More than 300 years old, Lloyd’s has insured everything from the ships that carried enslaved people during the 1800s to oil freighters, buildings, and satellites.
It also famously insured the legs of footballer David Beckham and actor Betty Grable, the hands of Rolling Stones guitarist Keith Richards, Bruce Springsteen’s voice, and the Titanic. Lloyd’s drew a line at film director Stanley Kubrick’s request to insure against the invasion of aliens before the release of 2001: A Space Odyssey.
Sawhney arrived in London in 2016, just in time for what he calls, unironically, the perfect storm. In 2017, Hurricanes Harvey, Irma, and Maria crushed parts of Florida and Texas. Also in 2017, California burned—from Santa Barbara to Sonoma—and in 2018, the Camp Fire became the deadliest in the state’s history. Atmospheric rivers had unleashed unprecedented rainfall and flooding in Colorado and Tennessee and now California. These were climate change-driven disasters for countless families and for insurers.

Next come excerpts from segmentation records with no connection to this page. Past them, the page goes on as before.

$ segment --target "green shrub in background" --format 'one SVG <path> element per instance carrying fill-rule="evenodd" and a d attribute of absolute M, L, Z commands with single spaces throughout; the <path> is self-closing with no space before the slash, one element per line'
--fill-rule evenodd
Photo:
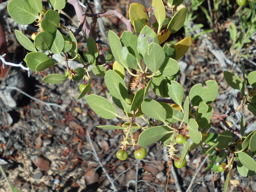
<path fill-rule="evenodd" d="M 162 0 L 153 0 L 151 9 L 157 22 L 152 26 L 149 26 L 150 10 L 138 3 L 130 5 L 128 20 L 116 11 L 83 14 L 82 8 L 76 0 L 68 0 L 68 3 L 74 6 L 81 23 L 76 31 L 72 31 L 59 23 L 59 11 L 57 10 L 64 8 L 66 1 L 48 2 L 53 10 L 45 10 L 40 0 L 11 0 L 9 3 L 8 12 L 15 21 L 22 25 L 35 21 L 38 27 L 37 32 L 33 35 L 33 41 L 20 31 L 15 31 L 19 43 L 29 52 L 24 61 L 30 69 L 40 72 L 58 65 L 52 58 L 53 55 L 58 54 L 66 62 L 66 74 L 52 74 L 42 80 L 49 83 L 60 83 L 67 79 L 85 82 L 79 87 L 81 93 L 78 99 L 90 92 L 92 74 L 104 77 L 105 85 L 114 104 L 123 113 L 117 114 L 112 102 L 99 95 L 90 94 L 86 96 L 85 99 L 101 117 L 106 119 L 118 117 L 126 121 L 122 127 L 114 125 L 98 126 L 105 130 L 123 131 L 122 145 L 117 154 L 119 159 L 125 160 L 127 158 L 126 148 L 131 146 L 136 149 L 135 157 L 143 158 L 146 154 L 143 147 L 160 141 L 164 147 L 168 148 L 169 164 L 174 160 L 178 168 L 184 166 L 188 151 L 201 147 L 202 153 L 211 154 L 212 164 L 209 168 L 212 168 L 216 172 L 228 171 L 224 191 L 227 190 L 234 162 L 237 162 L 237 168 L 242 176 L 254 174 L 256 131 L 245 134 L 245 122 L 243 116 L 240 133 L 225 123 L 224 119 L 244 105 L 247 105 L 248 110 L 256 116 L 256 72 L 246 76 L 244 67 L 242 79 L 229 72 L 224 72 L 227 83 L 233 89 L 239 90 L 243 97 L 240 108 L 229 115 L 213 114 L 210 103 L 216 98 L 219 87 L 215 80 L 206 81 L 206 86 L 201 83 L 195 84 L 191 88 L 188 95 L 184 95 L 183 88 L 176 81 L 180 75 L 177 60 L 189 49 L 191 37 L 186 37 L 176 45 L 162 46 L 169 35 L 178 31 L 185 22 L 187 9 L 182 5 L 183 0 L 168 0 L 165 2 L 167 7 Z M 252 2 L 250 3 L 254 5 Z M 166 9 L 173 12 L 172 18 L 166 18 Z M 104 57 L 94 28 L 97 18 L 110 14 L 120 18 L 126 25 L 127 30 L 120 38 L 109 31 L 111 50 Z M 189 14 L 188 15 L 191 17 Z M 90 26 L 87 23 L 86 16 L 93 17 L 93 25 Z M 231 26 L 230 36 L 236 44 L 237 41 L 232 33 L 234 33 L 233 28 Z M 83 53 L 85 59 L 78 53 L 75 38 L 82 29 L 88 36 L 88 51 Z M 63 30 L 68 32 L 68 36 L 63 35 Z M 238 46 L 241 45 L 242 43 Z M 72 59 L 83 67 L 71 69 L 69 61 Z M 109 63 L 114 59 L 113 69 L 109 69 Z M 90 71 L 89 67 L 91 66 Z M 129 84 L 124 82 L 124 77 L 130 78 Z M 150 89 L 159 97 L 170 97 L 172 99 L 165 99 L 164 102 L 148 99 L 147 95 Z M 227 129 L 217 138 L 208 131 L 211 127 L 210 118 L 213 115 L 223 120 Z M 138 123 L 138 118 L 144 120 L 147 126 L 142 126 Z M 175 123 L 178 126 L 174 126 Z M 133 137 L 136 129 L 143 130 L 138 141 Z M 175 155 L 177 142 L 184 145 L 181 155 L 178 157 Z M 223 163 L 219 167 L 214 166 L 216 162 L 221 163 L 226 159 L 227 164 Z"/>

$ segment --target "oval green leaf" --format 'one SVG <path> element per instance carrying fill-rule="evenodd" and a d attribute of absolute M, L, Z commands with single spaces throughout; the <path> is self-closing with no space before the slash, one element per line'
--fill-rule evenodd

Meeting Ryan Bank and GIC [the Geospatial Insurance Consortium] was a revelation, Sawhney said. Internally, Brit’s team called GIC “Goldeneye” after the James Bond film [for the high-resolution imagery the organization delivers when disaster strikes]. Brit became a GIC member in 2019: “Things started to converge, the idea that we would have virtual claims-adjusting capability out of London,” Sawhney said.
About three-quarters of Brit’s claims come from high-risk areas in the US. When a hurricane hits, Brit knows GIC data will soon follow. Brit’s systems first interpret the GIS data in the form of shapefiles, polygons based on latitude and longitude that are the jigsaw puzzle pieces of geospatial data.
In the wake of Hurricane Ian in 2022, that first step allowed Brit to narrow the computer search from 5 million customers to 50,000 policyholders around Fort Myers, Florida.
Then the imagery met Brit’s AI software, which a Brit technology leader describes as “customers of the GIS data.” First, an algorithm scanned GIC’s images for the addresses of Brit’s policyholders. Another algorithm stepped in to assess and categorize damage. All of that was sent to insurance companies or brokers who had the data to reach out to policyholders.
Speed matters. Insurance companies that pay promptly make everyone happy. That includes the independent brokers who sell policies and help customers pick insurance companies. The brokers don’t want to deal with nitpicking insurance companies any more than customers do.
After the devastating fires on the island of Maui in 2023, Sawhney says GIC’s data plus Brit’s tools enabled Brit to pay 80 percent of initial claims in just a few days. “The rest of our competitors in the London market weren’t even able to understand if they had losses and they were still unfortunately looking for people.”